Niedersachsen, Baden-Württemberg und die Bundesregierung lieferten einen Schlagabtausch. Bundesjustizministerin Brigitte Zypries (SPD) will trotz der Klagedrohung der Europäischen Kommission an der Sperrminorität von 20 Prozent des Landes Niedersachsen bei VW festhalten. "Es gibt keinen Anlass, das VW-Gesetz komplett abzuschaffen. Das sollte die EU-Kommission akzeptieren", sagte Zypries.
Deutsches Recht nichts für Brüssel
Niedersachsens Regierungschef Christian Wulff (CDU) dankte Zypries und Bundeskanzlerin Angela Merkel (CDU) für die Unterstützung. Das deutsche Gesellschafts- und Aktienrecht gehe Brüssel nichts an, sagte Wulff. Die politische Flankierung bei VW habe sich in 50 Jahren bewährt. In dem Machtkampf bei Europas größtem Autobauer setzte Wulff eine verbale Spitze gegen Großaktionär Porsche.

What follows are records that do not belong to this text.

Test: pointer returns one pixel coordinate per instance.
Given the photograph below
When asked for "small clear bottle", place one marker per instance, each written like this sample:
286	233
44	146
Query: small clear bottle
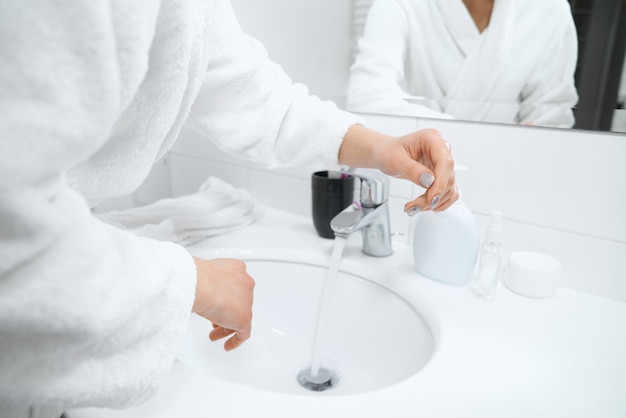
490	259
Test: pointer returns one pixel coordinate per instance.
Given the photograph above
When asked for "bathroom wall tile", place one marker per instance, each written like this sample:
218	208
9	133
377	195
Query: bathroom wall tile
156	186
391	125
288	193
289	27
194	145
189	173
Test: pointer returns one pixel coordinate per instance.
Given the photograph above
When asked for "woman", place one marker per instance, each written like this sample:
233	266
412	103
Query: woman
480	60
93	93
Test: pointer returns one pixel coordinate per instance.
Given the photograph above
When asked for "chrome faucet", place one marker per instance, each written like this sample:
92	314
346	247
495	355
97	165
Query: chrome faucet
370	215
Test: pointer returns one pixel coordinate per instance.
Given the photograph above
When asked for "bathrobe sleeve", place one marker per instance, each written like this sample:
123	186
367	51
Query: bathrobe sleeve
549	94
89	315
248	106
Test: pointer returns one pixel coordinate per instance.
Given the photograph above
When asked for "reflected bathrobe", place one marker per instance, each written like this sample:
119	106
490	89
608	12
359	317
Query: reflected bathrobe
427	58
92	93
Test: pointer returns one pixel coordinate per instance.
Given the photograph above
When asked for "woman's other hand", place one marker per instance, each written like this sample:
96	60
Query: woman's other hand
224	295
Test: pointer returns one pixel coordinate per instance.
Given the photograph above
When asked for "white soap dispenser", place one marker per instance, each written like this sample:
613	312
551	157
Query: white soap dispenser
446	244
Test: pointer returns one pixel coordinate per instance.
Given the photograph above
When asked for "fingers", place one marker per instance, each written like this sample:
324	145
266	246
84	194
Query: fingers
224	296
235	341
442	191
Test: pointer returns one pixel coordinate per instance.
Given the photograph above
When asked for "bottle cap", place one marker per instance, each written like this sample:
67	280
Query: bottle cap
495	228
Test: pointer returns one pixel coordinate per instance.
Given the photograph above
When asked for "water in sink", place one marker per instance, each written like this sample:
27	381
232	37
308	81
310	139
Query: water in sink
374	338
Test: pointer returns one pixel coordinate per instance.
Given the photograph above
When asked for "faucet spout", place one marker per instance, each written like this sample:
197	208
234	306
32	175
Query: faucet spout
370	216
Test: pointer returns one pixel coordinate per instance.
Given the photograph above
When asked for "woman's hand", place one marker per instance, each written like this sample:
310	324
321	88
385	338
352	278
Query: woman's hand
224	294
422	157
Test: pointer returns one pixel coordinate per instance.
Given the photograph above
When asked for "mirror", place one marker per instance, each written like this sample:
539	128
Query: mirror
593	100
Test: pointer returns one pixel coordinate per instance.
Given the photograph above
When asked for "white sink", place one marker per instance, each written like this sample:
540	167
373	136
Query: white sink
375	338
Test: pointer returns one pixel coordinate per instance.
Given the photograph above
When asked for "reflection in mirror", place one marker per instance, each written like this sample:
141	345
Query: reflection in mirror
492	61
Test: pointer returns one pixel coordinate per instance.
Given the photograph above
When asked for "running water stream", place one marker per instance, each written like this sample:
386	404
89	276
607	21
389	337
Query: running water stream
317	378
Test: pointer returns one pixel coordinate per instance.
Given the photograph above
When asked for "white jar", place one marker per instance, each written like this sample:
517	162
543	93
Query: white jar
446	244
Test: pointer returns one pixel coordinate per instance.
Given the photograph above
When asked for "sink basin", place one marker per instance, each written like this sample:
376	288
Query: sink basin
375	337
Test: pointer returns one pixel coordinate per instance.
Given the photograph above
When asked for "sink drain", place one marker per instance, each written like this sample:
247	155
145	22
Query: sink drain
323	380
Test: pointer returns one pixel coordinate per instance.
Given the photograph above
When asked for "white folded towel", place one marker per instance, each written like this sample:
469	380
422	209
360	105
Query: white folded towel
217	208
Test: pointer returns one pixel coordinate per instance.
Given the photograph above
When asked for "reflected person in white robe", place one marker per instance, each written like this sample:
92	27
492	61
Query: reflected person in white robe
503	61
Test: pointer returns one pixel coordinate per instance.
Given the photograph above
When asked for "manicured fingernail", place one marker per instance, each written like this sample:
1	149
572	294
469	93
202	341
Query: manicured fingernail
413	211
426	180
435	201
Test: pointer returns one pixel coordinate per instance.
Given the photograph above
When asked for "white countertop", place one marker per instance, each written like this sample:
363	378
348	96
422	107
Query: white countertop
564	356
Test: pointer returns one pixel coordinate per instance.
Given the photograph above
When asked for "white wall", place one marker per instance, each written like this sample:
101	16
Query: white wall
562	192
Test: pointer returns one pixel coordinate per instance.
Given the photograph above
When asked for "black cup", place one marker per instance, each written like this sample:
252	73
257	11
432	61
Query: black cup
332	192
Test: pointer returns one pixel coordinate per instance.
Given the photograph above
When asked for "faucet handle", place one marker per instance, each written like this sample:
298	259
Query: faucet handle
374	188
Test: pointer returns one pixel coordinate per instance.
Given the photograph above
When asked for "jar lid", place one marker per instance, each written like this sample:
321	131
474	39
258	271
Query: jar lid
532	274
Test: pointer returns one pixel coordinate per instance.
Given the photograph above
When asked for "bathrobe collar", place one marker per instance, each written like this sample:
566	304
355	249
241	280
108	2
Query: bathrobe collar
486	54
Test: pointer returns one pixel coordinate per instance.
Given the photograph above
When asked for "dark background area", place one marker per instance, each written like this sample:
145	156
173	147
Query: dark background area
601	27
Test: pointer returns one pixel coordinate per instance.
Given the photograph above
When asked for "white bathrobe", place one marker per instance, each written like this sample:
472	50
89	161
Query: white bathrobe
427	58
92	93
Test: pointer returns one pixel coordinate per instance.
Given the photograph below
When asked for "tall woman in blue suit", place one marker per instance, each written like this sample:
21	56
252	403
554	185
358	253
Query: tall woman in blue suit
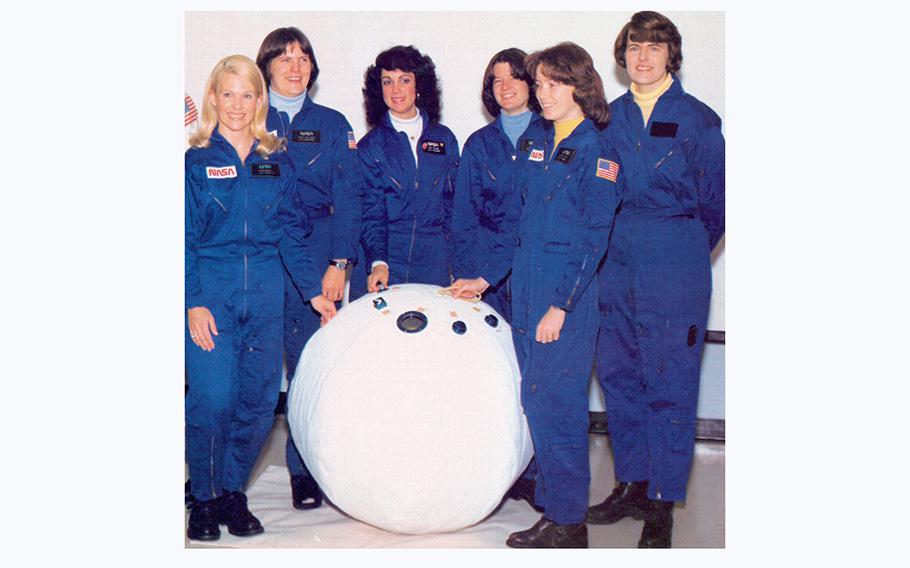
243	224
571	188
488	196
409	160
656	280
320	142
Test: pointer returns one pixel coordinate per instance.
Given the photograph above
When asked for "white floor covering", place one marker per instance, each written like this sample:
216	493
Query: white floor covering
697	524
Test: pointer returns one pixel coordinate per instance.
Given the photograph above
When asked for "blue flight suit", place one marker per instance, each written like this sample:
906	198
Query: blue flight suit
321	143
407	207
487	209
656	285
243	222
570	197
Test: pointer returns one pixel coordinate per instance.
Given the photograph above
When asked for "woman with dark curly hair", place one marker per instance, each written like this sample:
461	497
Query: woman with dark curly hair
487	198
409	162
571	188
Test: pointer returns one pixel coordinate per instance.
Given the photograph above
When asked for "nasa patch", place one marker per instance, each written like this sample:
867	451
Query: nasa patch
217	172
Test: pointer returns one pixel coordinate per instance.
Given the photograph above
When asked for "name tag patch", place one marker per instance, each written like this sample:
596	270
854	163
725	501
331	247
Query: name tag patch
565	155
607	169
215	172
431	147
265	170
664	129
305	136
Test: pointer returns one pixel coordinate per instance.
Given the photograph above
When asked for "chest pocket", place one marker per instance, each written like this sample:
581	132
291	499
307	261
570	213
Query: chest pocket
266	190
221	194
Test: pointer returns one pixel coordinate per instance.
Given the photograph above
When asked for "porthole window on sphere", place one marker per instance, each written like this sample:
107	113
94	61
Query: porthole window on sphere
412	322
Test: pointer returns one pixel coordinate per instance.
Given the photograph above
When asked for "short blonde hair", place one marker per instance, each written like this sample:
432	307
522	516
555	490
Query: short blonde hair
247	69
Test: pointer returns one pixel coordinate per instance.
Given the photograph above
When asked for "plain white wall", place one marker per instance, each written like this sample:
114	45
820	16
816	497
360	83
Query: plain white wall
461	44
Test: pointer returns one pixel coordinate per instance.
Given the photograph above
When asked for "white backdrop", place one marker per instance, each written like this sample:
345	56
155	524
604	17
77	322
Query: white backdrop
461	44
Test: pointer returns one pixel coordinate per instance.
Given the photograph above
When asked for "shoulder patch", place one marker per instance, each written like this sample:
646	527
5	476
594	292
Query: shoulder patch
607	169
215	172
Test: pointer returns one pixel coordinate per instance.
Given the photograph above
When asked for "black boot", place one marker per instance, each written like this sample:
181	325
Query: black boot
305	492
188	498
203	524
234	513
547	534
627	500
524	489
658	525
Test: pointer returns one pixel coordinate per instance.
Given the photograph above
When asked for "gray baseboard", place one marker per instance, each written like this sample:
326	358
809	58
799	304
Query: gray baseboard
705	428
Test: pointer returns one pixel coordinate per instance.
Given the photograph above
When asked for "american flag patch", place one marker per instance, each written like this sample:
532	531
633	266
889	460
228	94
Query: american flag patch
607	169
189	111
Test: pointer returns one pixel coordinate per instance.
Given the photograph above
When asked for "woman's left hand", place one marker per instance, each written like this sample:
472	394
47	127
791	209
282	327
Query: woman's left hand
333	283
550	325
325	307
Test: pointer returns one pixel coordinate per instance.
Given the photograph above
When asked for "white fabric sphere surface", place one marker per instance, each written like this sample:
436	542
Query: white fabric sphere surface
411	423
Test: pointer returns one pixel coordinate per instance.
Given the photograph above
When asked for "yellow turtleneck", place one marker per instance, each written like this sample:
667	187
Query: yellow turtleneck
646	101
563	129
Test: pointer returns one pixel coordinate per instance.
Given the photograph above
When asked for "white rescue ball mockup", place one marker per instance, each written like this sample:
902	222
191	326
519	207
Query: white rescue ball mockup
406	409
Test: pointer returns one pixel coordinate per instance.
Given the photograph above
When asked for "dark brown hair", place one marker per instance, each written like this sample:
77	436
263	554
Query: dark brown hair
410	60
516	60
276	43
654	28
570	64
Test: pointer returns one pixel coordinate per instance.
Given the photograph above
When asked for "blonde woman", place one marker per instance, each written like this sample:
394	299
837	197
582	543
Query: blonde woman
243	219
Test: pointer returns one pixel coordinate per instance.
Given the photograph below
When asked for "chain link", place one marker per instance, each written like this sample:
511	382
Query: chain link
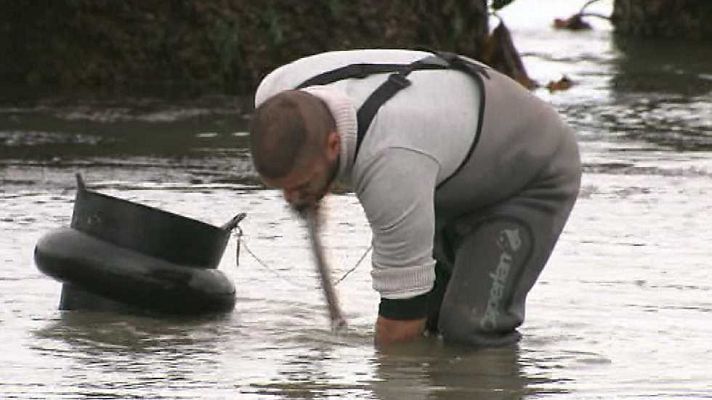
241	243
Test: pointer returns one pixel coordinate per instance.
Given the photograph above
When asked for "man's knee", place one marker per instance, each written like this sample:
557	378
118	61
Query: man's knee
484	301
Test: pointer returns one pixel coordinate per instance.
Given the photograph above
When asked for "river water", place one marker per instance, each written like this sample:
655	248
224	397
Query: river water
623	309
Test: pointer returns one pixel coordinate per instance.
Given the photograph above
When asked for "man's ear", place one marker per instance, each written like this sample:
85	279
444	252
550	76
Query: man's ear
333	145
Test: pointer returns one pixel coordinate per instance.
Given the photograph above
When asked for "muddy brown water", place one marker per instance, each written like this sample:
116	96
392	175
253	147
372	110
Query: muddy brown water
623	310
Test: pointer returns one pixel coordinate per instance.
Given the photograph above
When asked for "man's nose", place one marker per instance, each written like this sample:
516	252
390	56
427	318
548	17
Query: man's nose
292	196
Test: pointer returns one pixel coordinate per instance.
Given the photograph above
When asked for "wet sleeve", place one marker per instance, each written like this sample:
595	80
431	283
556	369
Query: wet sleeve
396	190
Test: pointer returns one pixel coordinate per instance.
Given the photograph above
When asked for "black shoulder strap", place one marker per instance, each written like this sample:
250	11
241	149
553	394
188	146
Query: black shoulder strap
357	71
397	81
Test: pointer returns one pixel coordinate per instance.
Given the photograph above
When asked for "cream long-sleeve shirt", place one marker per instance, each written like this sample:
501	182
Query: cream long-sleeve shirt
416	140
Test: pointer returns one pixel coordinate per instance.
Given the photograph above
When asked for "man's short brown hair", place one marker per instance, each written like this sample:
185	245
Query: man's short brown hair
285	128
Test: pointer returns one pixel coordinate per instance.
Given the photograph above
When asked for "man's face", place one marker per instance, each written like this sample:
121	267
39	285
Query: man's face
307	183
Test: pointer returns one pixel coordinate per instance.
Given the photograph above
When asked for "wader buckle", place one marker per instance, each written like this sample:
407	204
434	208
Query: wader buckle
399	80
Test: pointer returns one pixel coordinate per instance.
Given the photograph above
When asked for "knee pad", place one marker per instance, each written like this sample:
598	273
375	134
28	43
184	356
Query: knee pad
483	302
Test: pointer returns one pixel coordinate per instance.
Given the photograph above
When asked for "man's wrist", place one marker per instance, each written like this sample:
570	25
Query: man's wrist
404	309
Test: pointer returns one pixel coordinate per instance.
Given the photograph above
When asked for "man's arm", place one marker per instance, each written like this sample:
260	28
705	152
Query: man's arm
392	330
397	195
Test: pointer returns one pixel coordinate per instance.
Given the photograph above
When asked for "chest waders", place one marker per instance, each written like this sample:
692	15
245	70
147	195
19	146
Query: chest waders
398	80
489	259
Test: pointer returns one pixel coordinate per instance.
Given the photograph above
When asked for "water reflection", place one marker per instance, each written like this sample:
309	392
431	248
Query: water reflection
662	68
430	370
98	347
660	91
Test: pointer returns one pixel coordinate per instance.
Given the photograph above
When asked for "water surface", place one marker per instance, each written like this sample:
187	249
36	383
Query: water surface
623	309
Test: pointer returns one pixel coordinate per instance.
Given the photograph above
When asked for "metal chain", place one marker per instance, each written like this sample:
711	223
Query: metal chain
242	243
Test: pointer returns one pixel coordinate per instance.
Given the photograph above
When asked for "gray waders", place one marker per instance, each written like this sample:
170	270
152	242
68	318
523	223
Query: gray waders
495	227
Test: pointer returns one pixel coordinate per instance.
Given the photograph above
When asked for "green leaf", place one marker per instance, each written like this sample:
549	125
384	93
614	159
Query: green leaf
499	4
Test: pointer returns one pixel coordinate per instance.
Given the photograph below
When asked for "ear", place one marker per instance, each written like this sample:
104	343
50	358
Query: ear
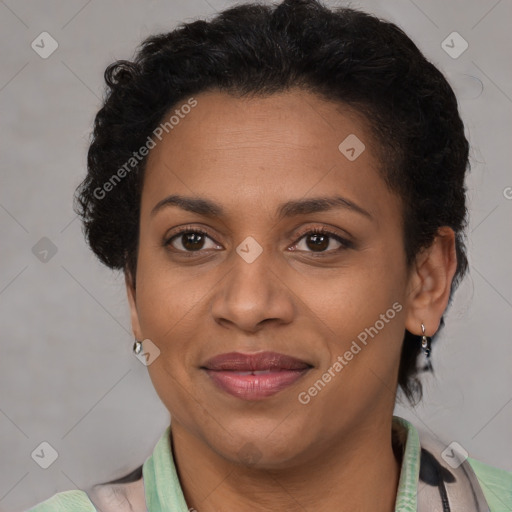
430	283
130	292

Der baden-württembergische Ministerpräsident Günther Oettinger (CDU) attackierte erneut die Sonderstellung Niedersachsens bei VW. Mit dem Festhalten an der 20-Prozent-Marke riskiere die Bundesregierung ohne Not ein neues Verfahren mit Brüssel. Die Stuttgarter Regierung, die mit Porsche an einem Strang zieht, war zuvor überraschend zurückgerudert. Zunächst sollte ein Gegenantrag im Bundesrat eingebracht werden, um das VW-Gesetz zu kippen.
Kontroverse über Mindestlöhne
Gestritten wurde auch über Mindestlöhne in Deutschland. Bundesarbeitsminister Olaf Scholz (SPD) verteidigte das Gesetzespaket der Bundesregierung in der Länderkammer als wichtigen Schritt für mehr existenzsichernde Löhne. Das CDU/FDP-regierte Land Baden-Württemberg erteilte dem Vorhaben eine klare Absage. Der Bundesrat regte Änderungen an.
In der Debatte kritisierte der baden-württembergische Bundesratsminister Wolfgang Reinhart (CDU) die Gesetzentwürfe für mehr Branchenmindestlöhne als wettbewerbsfeindlich und arbeitsplatzvernichtend. Scholz wies die Vorwürfe zurück und nannte das Vorhaben "verfassungskonform". Die Behauptung, Mindestlöhne vernichteten Arbeitsplätze, sei nirgends belegt. Scholz zeigte sich überzeugt, dass sich am Ende des Verfahrens die Zahl der Beschäftigten, die durch Mindestlöhne "geschützt werden", verdoppeln werde.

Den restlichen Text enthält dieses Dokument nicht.